The International Criminal Court’s Pre-Trial Chamber I has rejected former Philippine president Rodrigo Roa Duterte’s challenge to the Court’s jurisdiction, clearing the way for proceedings to continue over alleged crimes against humanity tied to the Philippines’ “war on drugs.”
In a 32-page decision issued Thursday, the Chamber held that Article 127(2) of the Rome Statute preserves the ICC’s authority over “any matter which was already under consideration by the Court” before a State’s withdrawal takes effect. Because the Office of the Prosecutor opened a preliminary examination on February 8, 2018, and the Philippines’ withdrawal took effect on March 17, 2019, the “Philippines Situation” remained under ICC consideration, and jurisdiction was not lost.
“The withdrawal shall not … prejudice in any way the continued consideration of any matter which was already under consideration by the Court prior to the date on which the withdrawal became effective,” the Chamber wrote, finding that the term “the Court” in Article 127(2) includes the Office of the Prosecutor during the preliminary examination phase.
The Defence had argued that the ICC could not exercise jurisdiction because the authorization of an investigation on September 15, 2021, came more than two years after withdrawal, and that Article 12(2)’s “preconditions to the exercise of jurisdiction” require a State to be a Party at the time jurisdiction is exercised.
The Chamber acknowledged that Articles 12 and 13 ordinarily require contemporaneous State Party status but ruled that Article 127(2) is lex specialis: in cases where a matter was already under consideration before withdrawal, the Part 2 jurisdictional regime continues to apply as if the State remained a Party for crimes allegedly committed prior to the withdrawal’s effective date.
The Chamber also denied the Defence’s request to postpone a ruling on jurisdiction pending arguments about Mr. Duterte’s fitness to stand trial, calling jurisdiction “fundamental to the proceedings” and noting that an adverse ruling would end the case outright.
The decision recounts key milestones: the Rome Statute entered into force for the Philippines on November 1, 2011; Manila notified its withdrawal on March 17, 2018; the withdrawal took effect on March 17, 2019; the Chamber authorized an investigation in 2021 and its resumption in January 2023; an arrest warrant was issued on March 7, 2025; and Mr. Duterte was arrested by Philippine authorities on March 12, 2025, then surrendered to the ICC, making his first appearance on March 14, 2025.
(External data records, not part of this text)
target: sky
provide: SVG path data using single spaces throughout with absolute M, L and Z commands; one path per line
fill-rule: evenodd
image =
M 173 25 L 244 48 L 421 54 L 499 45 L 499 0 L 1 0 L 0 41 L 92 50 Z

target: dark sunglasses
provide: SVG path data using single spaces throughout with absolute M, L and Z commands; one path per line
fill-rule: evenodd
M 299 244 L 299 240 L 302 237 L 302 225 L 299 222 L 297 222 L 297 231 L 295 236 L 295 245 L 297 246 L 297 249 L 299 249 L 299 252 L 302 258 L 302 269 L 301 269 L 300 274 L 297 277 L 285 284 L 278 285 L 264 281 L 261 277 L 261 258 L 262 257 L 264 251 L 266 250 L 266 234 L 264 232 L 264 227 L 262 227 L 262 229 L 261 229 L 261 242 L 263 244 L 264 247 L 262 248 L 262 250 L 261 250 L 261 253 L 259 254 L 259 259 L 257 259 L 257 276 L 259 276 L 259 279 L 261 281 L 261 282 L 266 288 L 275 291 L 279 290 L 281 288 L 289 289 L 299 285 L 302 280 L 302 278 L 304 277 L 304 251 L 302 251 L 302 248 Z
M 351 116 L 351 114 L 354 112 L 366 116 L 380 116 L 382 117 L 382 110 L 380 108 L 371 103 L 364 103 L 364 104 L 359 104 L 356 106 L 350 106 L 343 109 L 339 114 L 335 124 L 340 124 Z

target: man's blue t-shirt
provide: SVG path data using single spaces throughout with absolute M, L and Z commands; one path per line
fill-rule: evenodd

Addressing treaty interpretation under the Vienna Convention on the Law of Treaties, the Chamber said its reading of Article 127(2) aligns with Article 70’s rule that the termination of a treaty does not affect rights, obligations, or legal situations created through its execution. It added that allowing a State to avoid scrutiny by withdrawing after a preliminary examination begins would undermine the Statute’s object and purpose of ending impunity for the most serious crimes.
The Chamber also noted the Philippines’ post-withdrawal engagement with the Court—including a 2021 deferral request under Article 18(2) and Duterte’s arrest and surrender in 2025—as supporting its interpretation that the ICC retained authority over the situation.
With the jurisdiction challenge dismissed, the case—The Prosecutor v. Rodrigo Roa Duterte—moves forward toward pre-trial proceedings covering alleged crimes committed between November 1, 2011, and March 16, 2019.